While the backcountry hot tub might seem to be one of the more impractical camping inventions on offer, it’s surely not the only eyebrow raiser out there. There are 16-room tents, tent-specific air-conditioning units and plush, 20-pound queen-sized cots. There are pop-up kitchens with more storage than my brick-and-motor pantry, inflatable outdoor loveseats and tents with electricity. Also: portable dishwashers, collapsible whisks and a Swiss Army knife with 80 implements.
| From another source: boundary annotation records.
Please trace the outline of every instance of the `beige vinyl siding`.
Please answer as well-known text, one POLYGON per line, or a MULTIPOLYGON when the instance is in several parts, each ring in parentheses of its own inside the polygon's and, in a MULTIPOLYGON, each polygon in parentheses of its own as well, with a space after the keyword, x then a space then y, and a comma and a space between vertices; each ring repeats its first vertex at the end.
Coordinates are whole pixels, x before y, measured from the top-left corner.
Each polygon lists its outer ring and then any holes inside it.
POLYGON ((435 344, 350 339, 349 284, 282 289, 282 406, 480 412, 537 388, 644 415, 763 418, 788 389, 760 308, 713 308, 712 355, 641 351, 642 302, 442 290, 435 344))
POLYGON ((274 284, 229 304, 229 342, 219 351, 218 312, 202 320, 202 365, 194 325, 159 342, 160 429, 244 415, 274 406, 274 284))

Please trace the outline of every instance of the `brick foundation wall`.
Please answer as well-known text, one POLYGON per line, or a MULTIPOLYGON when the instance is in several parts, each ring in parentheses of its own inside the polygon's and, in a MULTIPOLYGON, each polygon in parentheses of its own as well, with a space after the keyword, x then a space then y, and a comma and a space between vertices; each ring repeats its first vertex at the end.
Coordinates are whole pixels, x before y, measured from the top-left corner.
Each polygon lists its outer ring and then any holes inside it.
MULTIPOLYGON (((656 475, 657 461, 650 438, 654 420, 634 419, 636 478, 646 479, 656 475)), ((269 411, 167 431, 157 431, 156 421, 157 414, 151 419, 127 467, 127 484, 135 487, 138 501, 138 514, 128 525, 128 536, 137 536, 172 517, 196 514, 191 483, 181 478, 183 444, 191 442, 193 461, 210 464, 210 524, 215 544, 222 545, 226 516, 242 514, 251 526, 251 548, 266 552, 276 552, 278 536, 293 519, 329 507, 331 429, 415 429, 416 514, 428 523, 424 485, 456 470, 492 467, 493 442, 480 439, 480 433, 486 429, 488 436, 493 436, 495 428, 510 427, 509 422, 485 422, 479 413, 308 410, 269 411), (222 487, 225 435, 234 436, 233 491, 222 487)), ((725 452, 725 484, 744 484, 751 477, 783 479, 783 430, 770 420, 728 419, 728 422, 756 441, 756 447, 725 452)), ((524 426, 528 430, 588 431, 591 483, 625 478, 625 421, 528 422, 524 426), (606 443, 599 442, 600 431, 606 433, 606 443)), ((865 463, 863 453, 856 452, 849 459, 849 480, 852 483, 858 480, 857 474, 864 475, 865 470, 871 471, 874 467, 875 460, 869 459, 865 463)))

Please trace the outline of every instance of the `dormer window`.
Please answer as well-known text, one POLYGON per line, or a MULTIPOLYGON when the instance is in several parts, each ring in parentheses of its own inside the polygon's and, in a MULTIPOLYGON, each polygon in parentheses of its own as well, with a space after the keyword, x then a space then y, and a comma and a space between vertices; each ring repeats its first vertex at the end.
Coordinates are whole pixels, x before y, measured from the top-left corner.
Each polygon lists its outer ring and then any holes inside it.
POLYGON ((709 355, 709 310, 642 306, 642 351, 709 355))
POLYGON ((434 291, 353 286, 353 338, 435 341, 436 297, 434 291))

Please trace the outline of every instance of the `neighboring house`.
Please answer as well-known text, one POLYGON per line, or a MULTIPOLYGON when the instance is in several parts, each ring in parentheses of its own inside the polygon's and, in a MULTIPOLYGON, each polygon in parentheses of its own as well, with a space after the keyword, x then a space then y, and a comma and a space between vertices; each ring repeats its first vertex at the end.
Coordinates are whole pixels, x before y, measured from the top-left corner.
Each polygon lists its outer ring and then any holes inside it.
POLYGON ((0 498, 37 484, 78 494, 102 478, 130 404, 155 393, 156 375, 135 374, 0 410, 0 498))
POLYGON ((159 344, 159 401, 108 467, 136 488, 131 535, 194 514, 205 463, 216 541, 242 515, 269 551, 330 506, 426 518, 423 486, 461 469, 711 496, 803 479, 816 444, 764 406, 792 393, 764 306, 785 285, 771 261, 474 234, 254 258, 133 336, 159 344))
All quality products, and all products I’ve probably momentarily wished I had at some point in the past. But there’s something that doesn’t sit right about trying to replicate all the modern conveniences my house offers—and even some it doesn’t— in the wilderness.

Last fall I had the privilege to spend a week in the boreal forest with Ray Mears and got a first hand look at a master of bushcraft in action. It helped me gain some perspective—what am I doing with all these things?

In the Canoeroots office it can be easy to get a little gear-obsessed—manufacturer specs noting the ounces saved, R-values and durable denier weaves dance across my desk. A sleeping bag that packs down smaller than a Dutch oven that weighs less than a titanium spork and promises to keep me as warm as Thomas’ red snowsuit? Wow!

It’s super cool—but it’s still just stuff.

While I’ve drooled over weather-proof mini torches, perfect for lighting a fire in any conditions, there was something much more meaningful—primitive, ethereal—in seeing Mears create fire from friction using only materials available in the forest.

It got me thinking about getting back to the basics. The only items absolutely essential for exploring the wilderness are a canoe, paddle and PFD. I’m going to start rebuilding my camp kit from there—no hot tubs needed. 


Screen Shot 2015 03 18 at 10.45.19 AMThis article first appeared in the Spring 2015 issue of Canoeroots and Family Camping magazine. For more great canoeing content, subscribe to Canoeroots' print editions and digital editions, download issues on your device or view the Spring 2015 issue for free on your desktop.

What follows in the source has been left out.